ProjemizIN gEREKÇESİ
Hızla artan insan nüfusu, buna bağlı olarak değişim gösteren ekonomik koşullar ve yoğun teknoloji talebi, milyonlarca yıldır devam eden çevresel döngü sürecini olumsuz yönde etkilemiş ve ciddi bir çevre tahribatına neden olmuştur. Çevre kirliliğinde önemli bir paya sahip katı atıklar, bu gün dünya otoritelerinin üzerinde durduğu önemli bir problem haline gelmiştir. Katı atıkların çevre ile uyumlu bir yapıya dönüştürülmesi; bir başka deyişle, atıkların dengeli bir ürüne dönüştürülerek doğada tekrar kullanılması entegre atık yönetiminin öncelikli hedefleri arasında yer almaktadır. Bu bağlamda, dünyanın birçok mega kentinde her gün yüz binlerce ton organik kökenli kentsel atık oluşmakta ve bu atıklar komposta dönüştürülerek başta tarım ve orman alanlarının iyileştirilmesi olmak üzere çok yönlü amaçlar için kullanılmaktadır.

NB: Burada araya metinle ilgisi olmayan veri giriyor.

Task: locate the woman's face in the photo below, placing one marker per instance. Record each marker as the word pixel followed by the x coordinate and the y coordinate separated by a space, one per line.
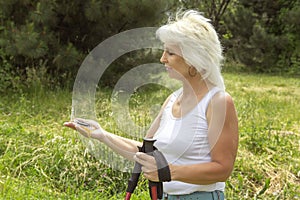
pixel 174 63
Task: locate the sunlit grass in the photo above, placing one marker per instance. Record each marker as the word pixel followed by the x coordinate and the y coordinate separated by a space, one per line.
pixel 40 159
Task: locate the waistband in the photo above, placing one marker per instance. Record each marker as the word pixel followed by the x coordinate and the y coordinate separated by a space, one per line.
pixel 214 195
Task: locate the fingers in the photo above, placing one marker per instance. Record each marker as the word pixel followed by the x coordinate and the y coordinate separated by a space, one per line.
pixel 90 122
pixel 70 125
pixel 85 131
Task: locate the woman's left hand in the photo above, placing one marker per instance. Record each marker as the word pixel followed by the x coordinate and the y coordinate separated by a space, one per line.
pixel 149 166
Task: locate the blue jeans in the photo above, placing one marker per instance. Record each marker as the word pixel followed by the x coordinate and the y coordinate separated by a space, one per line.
pixel 215 195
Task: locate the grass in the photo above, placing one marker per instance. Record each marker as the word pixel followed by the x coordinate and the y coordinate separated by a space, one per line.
pixel 40 159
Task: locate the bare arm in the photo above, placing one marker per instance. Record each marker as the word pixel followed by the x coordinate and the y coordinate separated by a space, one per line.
pixel 123 146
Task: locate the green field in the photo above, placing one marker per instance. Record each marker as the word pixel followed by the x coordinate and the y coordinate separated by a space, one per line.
pixel 41 159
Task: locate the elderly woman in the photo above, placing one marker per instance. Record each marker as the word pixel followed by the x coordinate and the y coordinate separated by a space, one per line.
pixel 197 127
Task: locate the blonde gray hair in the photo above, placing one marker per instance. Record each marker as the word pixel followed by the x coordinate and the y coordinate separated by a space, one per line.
pixel 199 44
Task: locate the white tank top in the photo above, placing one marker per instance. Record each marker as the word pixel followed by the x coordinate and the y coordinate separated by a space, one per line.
pixel 184 141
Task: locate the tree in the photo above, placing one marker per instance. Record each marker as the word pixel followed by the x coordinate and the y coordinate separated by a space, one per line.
pixel 60 33
pixel 261 36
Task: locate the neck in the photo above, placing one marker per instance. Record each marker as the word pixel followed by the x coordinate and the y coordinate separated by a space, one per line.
pixel 195 87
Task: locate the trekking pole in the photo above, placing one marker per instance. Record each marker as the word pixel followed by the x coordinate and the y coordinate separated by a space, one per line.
pixel 155 188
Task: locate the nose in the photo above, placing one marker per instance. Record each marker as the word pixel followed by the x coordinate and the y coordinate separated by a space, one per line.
pixel 163 58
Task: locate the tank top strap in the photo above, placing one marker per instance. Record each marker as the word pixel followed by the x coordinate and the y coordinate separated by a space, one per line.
pixel 207 98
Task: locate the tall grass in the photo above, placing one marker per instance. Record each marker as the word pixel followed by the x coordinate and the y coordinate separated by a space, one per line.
pixel 40 159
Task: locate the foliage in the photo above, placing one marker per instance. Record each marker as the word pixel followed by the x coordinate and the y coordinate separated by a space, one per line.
pixel 265 39
pixel 39 159
pixel 60 34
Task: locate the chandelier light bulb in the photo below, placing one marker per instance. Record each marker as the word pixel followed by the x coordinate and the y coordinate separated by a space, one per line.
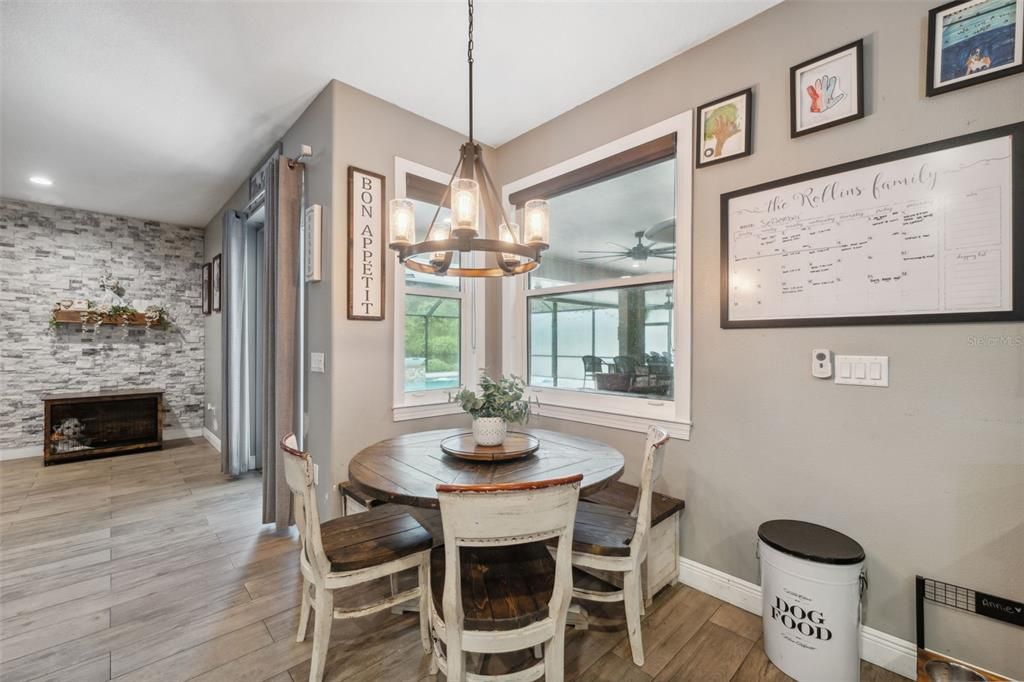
pixel 538 214
pixel 465 203
pixel 402 221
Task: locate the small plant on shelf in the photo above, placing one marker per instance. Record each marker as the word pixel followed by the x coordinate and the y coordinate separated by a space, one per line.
pixel 91 315
pixel 499 403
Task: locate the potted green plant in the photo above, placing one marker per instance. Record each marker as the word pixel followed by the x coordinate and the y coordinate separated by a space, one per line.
pixel 499 403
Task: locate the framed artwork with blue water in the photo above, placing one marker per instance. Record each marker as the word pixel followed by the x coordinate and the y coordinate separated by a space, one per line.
pixel 974 41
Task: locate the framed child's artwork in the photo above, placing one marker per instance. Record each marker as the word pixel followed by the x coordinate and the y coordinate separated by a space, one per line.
pixel 205 293
pixel 973 41
pixel 827 90
pixel 724 128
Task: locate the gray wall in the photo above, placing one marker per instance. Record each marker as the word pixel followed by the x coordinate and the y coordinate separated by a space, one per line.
pixel 213 408
pixel 50 253
pixel 350 403
pixel 927 473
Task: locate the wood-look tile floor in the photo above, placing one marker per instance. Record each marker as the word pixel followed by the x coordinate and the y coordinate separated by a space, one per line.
pixel 156 566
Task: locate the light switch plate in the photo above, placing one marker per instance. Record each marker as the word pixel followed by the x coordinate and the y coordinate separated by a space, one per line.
pixel 316 363
pixel 862 370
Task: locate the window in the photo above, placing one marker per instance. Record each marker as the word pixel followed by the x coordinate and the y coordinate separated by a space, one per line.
pixel 436 317
pixel 602 328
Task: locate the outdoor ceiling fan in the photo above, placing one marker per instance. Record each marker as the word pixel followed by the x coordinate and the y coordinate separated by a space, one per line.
pixel 660 232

Gerek ulusal yönetmelikler gerekse de uluslararası direktifler atıkların yeniden kullanım, geri dönüşüm ve geri kazanımlarını teşvik etmekte olup, özellikle biyolojik atıkların düzenli depolama sahalarına göndermelerine sınırlamalar getirmektedir. Bu sebeple katı atıkların alternatif teknolojiler kullanılarak bertaraf edilmesi zorunlu hale gelmektedir. Kompostlaştırma sistemleri yakma, piroliz, gazifikasyon gibi termal sistemlere nazaran daha çevre dostu bir teknoloji olup, dünya genelinde farklı sistemleriyle yaygın olarak kullanılmaktadır. Ülkemizde üretilen atığın, atık karakteristiği açısından yaklaşık %50 sinin organik içerikli olduğu düşünülürse kompostlaştırmanın önemli ve etkin bir bertaraf yöntemi olduğu görülmektedir. Bu yöntem sonucu elde edilecek kompost, çöpün kaynağında ayrıştırılabilmesi durumunda hem daha kaliteli hem de verimli olmaktadır. Kompostlaştırma sonucu elde edilen kompost, gübreden farklı olarak toprağı ıslah edici, organik değeri ve su tutma kabiliyeti yüksek bir malzemedir. Toprağın boşluk hacmini arttırıp havalandırılmasını, besin maddelerinin daha iyi kullanılmasını sağlamakta ve toprağın işlenebilirliğini kolaylaştırmaktadır.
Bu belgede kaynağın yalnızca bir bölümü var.